Worin liegt die Motivation von Dienstleistern, online Rabatt zu geben? Zentrale Argumente der ersten Couponing-Phase wie „Reichweite“ und „Neukunden“ haben ausgespielt. Die Couponing-Welt steht vor einer neuen Phase. Und wer im Couponing langfristig als Dienst für Dienstleister überleben möchte, muss neue Argumente finden. Das grundsätzliche Problem im Couponing ist bislang die Transformation von „Schnäppchenjäger“ in „Neukunden“. Eher ein Versprecher als ein Versprechen. Im Zeitalter der Big-Data-Lösungen wird der Endkunde bis ins Detail gescreent, bevor ihn ein Algorithmus als „perfekten“ Kunden zu einem Dienstleister schickt. Doch der Kampf um die Daten ist aufwendig und komplex. Wie „perfekt“ der „perfekte“ Kunde ist, wird sich noch zeigen. Ist der pragmatische Coupon als Rabattgeschäft am Ende der gigantischen Datenanalyse überlegen?
Mobile Couponing muss sich neu erfinden
Alle Couponing-Plattformen haben einen gemeinsamen Nenner: Ihre Communities bestehen aus äußerst preissensitiven Personen. Schnäppchenjäger halt. Schnäppchenjäger können alles Mögliche sein – kulinarische Genießer, Fußballfans, Rockmusiker – aber für nur wenige Dienstleister sind sie der „perfekte“ Kunde. Mobile Couponing muss sich für die Phase „Couponing reloaded“ neu erfinden.

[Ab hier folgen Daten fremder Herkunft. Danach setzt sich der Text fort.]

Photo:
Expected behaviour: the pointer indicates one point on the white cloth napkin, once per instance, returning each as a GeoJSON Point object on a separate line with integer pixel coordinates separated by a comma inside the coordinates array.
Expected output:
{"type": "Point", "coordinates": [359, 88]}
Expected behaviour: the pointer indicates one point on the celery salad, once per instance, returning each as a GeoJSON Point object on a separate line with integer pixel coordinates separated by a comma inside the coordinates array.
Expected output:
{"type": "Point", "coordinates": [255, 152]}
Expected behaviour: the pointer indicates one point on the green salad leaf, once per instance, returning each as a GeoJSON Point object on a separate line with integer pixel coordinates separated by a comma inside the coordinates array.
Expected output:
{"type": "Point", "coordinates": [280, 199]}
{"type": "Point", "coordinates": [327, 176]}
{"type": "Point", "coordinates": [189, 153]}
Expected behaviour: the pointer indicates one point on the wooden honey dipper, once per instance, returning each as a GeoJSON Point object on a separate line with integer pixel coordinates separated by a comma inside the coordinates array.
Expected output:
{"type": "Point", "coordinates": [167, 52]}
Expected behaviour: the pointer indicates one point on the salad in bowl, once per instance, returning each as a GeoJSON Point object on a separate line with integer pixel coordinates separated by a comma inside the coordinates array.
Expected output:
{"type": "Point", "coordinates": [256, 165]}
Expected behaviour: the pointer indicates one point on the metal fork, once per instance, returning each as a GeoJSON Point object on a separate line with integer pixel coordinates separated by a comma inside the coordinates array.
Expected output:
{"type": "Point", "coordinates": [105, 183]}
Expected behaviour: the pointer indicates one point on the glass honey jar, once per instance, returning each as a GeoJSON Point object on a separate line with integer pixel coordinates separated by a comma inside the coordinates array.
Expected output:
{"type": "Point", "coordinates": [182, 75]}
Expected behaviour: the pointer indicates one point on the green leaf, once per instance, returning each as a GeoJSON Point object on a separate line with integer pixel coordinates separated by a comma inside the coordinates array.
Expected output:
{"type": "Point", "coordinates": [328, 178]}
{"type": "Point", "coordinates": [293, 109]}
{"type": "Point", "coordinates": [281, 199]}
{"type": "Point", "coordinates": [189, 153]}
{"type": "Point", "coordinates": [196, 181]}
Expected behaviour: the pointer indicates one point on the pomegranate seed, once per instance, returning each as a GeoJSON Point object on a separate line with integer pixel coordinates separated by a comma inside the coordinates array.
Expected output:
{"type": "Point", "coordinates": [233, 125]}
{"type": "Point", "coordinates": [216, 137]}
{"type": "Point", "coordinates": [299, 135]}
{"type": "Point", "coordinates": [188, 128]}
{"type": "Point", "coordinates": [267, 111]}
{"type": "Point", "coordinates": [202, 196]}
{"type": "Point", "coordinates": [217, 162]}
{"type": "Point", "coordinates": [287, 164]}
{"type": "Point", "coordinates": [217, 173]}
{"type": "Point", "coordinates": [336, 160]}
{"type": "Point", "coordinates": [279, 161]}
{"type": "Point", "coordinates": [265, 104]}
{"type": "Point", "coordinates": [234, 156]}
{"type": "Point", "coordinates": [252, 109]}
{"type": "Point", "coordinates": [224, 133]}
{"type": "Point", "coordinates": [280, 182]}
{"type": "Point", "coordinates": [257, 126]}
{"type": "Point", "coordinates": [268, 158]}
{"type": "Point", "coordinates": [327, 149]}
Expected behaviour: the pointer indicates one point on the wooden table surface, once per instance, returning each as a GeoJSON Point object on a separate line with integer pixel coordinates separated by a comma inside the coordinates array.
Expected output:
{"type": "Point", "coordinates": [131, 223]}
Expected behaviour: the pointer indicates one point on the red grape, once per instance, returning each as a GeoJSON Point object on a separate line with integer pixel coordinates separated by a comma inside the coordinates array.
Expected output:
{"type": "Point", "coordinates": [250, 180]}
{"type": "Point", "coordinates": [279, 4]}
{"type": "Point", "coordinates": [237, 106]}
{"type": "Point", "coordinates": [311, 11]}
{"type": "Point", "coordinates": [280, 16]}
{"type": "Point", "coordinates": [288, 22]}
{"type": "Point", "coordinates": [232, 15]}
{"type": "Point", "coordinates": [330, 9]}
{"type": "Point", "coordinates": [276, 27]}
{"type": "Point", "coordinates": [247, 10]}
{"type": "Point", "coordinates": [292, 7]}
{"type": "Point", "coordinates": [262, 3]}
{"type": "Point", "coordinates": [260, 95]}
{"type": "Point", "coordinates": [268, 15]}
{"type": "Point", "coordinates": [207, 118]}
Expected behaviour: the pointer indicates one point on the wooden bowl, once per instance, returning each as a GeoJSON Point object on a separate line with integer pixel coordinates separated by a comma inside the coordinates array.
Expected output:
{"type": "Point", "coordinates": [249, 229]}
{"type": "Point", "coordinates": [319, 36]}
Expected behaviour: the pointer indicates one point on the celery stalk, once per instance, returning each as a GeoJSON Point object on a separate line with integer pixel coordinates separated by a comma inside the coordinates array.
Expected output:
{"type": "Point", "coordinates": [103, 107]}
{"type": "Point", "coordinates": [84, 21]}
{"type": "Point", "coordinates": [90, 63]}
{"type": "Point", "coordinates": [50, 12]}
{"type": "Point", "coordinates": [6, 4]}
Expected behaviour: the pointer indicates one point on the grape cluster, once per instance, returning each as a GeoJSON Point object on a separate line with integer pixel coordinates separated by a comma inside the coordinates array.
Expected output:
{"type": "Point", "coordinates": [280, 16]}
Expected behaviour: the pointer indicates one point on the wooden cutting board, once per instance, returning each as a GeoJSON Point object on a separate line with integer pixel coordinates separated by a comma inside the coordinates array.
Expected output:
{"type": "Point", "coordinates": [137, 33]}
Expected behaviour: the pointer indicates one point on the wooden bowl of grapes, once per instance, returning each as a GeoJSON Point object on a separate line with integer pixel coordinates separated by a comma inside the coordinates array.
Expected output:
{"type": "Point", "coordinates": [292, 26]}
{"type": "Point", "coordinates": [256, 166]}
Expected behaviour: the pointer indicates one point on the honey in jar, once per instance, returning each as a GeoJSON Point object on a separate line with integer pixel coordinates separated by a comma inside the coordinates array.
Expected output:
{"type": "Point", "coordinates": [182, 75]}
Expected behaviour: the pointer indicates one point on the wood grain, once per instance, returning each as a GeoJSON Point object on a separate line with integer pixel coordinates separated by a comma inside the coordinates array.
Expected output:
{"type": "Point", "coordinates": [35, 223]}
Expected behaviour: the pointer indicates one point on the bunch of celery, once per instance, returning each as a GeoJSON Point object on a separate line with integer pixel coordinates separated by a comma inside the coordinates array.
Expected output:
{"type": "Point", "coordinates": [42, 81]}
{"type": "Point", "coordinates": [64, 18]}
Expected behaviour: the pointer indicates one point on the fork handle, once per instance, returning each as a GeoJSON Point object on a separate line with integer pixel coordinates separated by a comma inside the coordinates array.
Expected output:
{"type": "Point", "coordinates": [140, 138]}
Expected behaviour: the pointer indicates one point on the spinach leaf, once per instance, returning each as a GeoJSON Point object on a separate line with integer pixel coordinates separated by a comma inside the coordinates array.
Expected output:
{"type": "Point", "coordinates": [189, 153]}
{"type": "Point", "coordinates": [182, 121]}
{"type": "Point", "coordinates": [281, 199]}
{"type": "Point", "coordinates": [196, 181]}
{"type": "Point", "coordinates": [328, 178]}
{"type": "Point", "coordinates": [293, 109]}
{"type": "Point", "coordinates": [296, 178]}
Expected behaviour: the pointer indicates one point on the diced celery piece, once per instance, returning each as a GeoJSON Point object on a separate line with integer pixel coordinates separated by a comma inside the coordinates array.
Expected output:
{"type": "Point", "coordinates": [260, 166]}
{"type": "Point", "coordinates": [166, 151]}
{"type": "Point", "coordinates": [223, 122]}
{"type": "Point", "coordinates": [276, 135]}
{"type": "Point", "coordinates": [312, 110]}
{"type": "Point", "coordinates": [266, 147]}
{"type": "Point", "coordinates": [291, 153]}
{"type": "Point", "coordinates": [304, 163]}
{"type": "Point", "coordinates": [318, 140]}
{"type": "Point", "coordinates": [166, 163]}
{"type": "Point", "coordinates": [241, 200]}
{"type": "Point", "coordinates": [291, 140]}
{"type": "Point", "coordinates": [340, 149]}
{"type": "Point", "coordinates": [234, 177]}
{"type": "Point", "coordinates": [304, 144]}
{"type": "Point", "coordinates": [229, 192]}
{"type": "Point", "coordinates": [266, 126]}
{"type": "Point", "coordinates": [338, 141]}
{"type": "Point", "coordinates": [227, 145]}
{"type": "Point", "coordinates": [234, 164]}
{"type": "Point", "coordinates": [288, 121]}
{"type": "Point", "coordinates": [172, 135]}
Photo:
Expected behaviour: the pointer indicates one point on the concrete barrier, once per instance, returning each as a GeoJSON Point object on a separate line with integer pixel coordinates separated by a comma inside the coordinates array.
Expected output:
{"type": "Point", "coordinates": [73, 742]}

Nachhaltig sind Couponing-Plattformen nur, wenn sie die Zielsetzung ihrer Dienstleister erfüllen. Wer als Dienstleister nur „bekannter“ werden wollte, ist mit herkömmlichen Portalen teilweise sehr gut gefahren. Wer sich das Ziel gesetzt hat, „Neukunden“ durch Couponing zu gewinnen, mag als Dienstleister von gängigen Rabatt-Portalen enttäuscht sein. Für diesen Zweck war (und ist) es schlichtweg (noch) nicht das richtige Mittel. Die Conversion Rate ist zu schlecht: Zu wenige Schnäppchenjäger kommen wieder zurück und zahlen den vollen Preis.
Neuer Mehrwert – Faktor X
Wer in Zukunft im Mobile Couponing überleben möchte, muss den Zweck seines eigenen Dienstes überdenken. Neukunden? Werbung? Das wird im Vertrieb immer schwieriger, glaubhaft zu erläutern. Der ein oder andere Neukunde wird zwar kommen, aber das reicht nicht. Das kann Big Data besser – zumindest für große Dienstleister. Mobile Couponing hat andere Vorteile. Entscheidend für die Zukunft ist ein neuer Mehrwert jenseits der Neukundengewinnung – der Faktor X. Die dafür wichtigste technologische Voraussetzung ist geschaffen: Das Lokalisieren der Smartphone-Besitzer. Jetzt gilt es, erforderliche technologische Features rasch zu integrieren und gerade im Vertrieb neuen Mehrwert für Dienstleister klar zu definieren und zu kommunizieren. Je nach strategischer Ausrichtung besteht der Faktor X aus mehreren der folgenden Punkte:
Orientierungsfunktion: Dienstleister in Nebenstraßen sparen zwar Miete, dafür gibt es keine Passanten, die zwischendurch hineinschneien. Gerade Dienstleister, die unweit von Haupteinkaufsstraßen liegen, können durch die Präsenz auf Smartphone-Applikationen Kunden in ihrer Nähe auf sich aufmerksam machen. Dazu muss der Rabatt nicht unbedingt wer weiß wie hoch sein – vorausgesetzt Qualität und Service des Dienstleisters sind ohnehin schon sehr gut.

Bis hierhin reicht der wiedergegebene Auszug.